- Directed by: Rajen Tarafdar
- Written by: Narendranath Mitra
- Starring: Utpal Dutt Sandhya Roy Anwar Hossain
- Cinematography: Sailaja Chatterjee
- Music by: Sudhin Dasgupta
- Distributed by: Anis Films (Bangladesh); D. S. Pictures (India)
- Release date: 7 November 1975;
- Running time: 128 minutes
- Countries: India, Bangladesh
- Language: Bengali

= Palanka (film) =

Palanka (English: The Bedstead) is a 1975 Bengali drama film directed by Rajen Tarafdar based on a short story of Narendranath Mitra. It was an India-Bangladesh joint production under the banner of Film Art, with Utpal Dutt and Anwar Hossain in the lead roles. At the 23rd National Film Awards, India, it won the National Film Award for Best Feature Film in Bengali.

== Synopsis ==
The film is set in the period immediately following the Partition of India. Rajmohan (Utpal Dutt), a Hindu aristocrat, decides to stay on in East Bengal, which is now part of Pakistan, rather than migrate to India with his family members. His companion in the village is Maqbool (Anwar Hossain), a poor Muslim. Rajmohan's family faces financial hardship in Calcutta. His daughter-in-law writes to him to sell a bed and send her the money. The bed, a huge ornate four-poster bed, which is famous in the village for its size and the quality of its craftsmanship, had been part of her dowry. Rajmohan is annoyed by this, and on an impulse he decides to sell the bed to Maqbool, who makes space for it in his dilapidated hut. This leads to an uproar among the upper-class Muslims in the village, who accuse Maqbool of trying to go beyond his class. Rajmohan too regrets his impulsive decision and wants the bed back. To Maqbool however, the bed has come to be a symbol of his liberation from feudal bondage. He would rather go hungry than sell the bed back. The issue is finally resolved to the satisfaction of all.

== Cast ==
- Utpal Dutt—Rajmohan
- Anwar Hossain—Maqbool
- Sandhya Roy
- Amal Dey

== Crew ==
- Direction -- Rajen Tarafdar
- Music—Sudhin Dasgupta
- Cinematography—Sailaja Chatterjee (as Sailaja Chattopadhyay)
- Set design—S. A. Q. Moinuddin
- Playback Singers -- Manna Dey, Angshuman Roy
- Make-up—Noor Mohammad

== Reception ==
The film did not enjoy commercial success, but was critically well received at the time, winning one National Award and two BFJA Awards.
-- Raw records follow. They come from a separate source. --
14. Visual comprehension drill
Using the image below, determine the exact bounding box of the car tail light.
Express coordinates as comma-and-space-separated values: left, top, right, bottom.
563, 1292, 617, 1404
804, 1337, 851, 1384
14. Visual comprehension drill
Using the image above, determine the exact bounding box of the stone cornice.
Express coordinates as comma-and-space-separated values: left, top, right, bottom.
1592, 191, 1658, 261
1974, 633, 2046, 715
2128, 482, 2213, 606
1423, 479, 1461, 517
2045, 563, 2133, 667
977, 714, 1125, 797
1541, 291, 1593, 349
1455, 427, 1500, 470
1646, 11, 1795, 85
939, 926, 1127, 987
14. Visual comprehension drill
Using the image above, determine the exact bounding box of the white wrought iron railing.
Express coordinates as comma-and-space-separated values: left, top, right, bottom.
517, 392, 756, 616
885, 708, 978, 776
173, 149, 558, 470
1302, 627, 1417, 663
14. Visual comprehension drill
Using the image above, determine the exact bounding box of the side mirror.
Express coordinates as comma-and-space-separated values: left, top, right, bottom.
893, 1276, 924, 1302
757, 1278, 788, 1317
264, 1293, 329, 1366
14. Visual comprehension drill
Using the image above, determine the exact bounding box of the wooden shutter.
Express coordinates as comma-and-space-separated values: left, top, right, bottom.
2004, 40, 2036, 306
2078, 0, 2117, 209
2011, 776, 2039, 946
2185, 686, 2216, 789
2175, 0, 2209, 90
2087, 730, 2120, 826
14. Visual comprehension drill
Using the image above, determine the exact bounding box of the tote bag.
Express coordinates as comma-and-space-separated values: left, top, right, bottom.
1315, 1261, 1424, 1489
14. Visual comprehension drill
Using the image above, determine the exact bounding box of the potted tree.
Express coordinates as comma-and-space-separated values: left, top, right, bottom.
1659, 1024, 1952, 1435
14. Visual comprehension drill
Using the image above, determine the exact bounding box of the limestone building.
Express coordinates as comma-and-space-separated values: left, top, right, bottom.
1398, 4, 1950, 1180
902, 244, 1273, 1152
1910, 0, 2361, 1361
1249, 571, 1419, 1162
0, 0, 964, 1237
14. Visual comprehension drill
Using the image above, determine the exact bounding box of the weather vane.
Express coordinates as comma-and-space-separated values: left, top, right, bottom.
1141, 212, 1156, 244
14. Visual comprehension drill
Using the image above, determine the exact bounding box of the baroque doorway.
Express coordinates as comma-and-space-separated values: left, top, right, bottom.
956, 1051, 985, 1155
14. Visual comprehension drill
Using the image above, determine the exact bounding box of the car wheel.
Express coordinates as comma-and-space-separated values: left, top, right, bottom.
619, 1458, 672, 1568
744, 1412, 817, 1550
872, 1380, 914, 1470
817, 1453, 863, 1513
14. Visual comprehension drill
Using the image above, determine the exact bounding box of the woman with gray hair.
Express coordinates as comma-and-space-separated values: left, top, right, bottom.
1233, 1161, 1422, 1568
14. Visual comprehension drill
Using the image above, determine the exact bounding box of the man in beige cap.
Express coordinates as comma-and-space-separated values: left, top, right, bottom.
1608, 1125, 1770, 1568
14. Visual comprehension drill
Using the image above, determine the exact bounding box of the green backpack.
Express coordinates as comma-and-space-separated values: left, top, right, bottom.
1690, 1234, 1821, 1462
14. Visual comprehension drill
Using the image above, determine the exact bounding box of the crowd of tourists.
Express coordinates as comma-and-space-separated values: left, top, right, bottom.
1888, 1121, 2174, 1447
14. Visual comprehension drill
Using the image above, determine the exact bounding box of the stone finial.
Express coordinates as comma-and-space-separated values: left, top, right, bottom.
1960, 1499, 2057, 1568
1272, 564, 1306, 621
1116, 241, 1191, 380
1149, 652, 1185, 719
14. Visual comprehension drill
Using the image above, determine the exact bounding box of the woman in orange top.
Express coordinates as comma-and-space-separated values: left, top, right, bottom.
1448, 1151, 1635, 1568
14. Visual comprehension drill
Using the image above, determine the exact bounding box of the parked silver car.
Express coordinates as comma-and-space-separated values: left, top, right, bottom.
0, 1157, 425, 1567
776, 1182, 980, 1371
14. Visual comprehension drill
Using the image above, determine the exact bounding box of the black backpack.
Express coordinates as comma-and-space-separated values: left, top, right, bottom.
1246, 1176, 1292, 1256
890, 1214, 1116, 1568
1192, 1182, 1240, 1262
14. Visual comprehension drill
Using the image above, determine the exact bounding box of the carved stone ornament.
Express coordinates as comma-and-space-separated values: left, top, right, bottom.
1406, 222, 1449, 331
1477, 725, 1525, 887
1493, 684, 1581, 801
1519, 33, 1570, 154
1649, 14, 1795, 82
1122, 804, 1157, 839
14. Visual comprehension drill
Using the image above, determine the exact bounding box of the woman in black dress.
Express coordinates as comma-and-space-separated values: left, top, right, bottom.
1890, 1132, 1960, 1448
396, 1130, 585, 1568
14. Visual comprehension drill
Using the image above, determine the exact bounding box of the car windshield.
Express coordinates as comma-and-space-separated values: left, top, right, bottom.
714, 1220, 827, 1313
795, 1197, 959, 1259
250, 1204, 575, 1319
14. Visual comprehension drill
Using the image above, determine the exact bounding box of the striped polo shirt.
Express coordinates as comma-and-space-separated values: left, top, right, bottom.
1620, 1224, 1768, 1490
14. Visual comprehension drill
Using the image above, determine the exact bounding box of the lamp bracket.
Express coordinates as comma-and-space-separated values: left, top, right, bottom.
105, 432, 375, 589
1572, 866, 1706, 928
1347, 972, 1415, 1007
According to one researcher, the film has now "faded into oblivion".

== Awards and honours ==
- 23rd National Film Awards, India (1975) -- National Film Award for Best Feature Film in Bengali
- BFJA Awards 1976—Best Indian film; Best Music (Sudhin Dasgupta)
- Selected for screening at the Fribourg Film Festival (2000) -- focus on Partition of Bengal

== Preservation ==
An almost complete copy of the movie is available in web.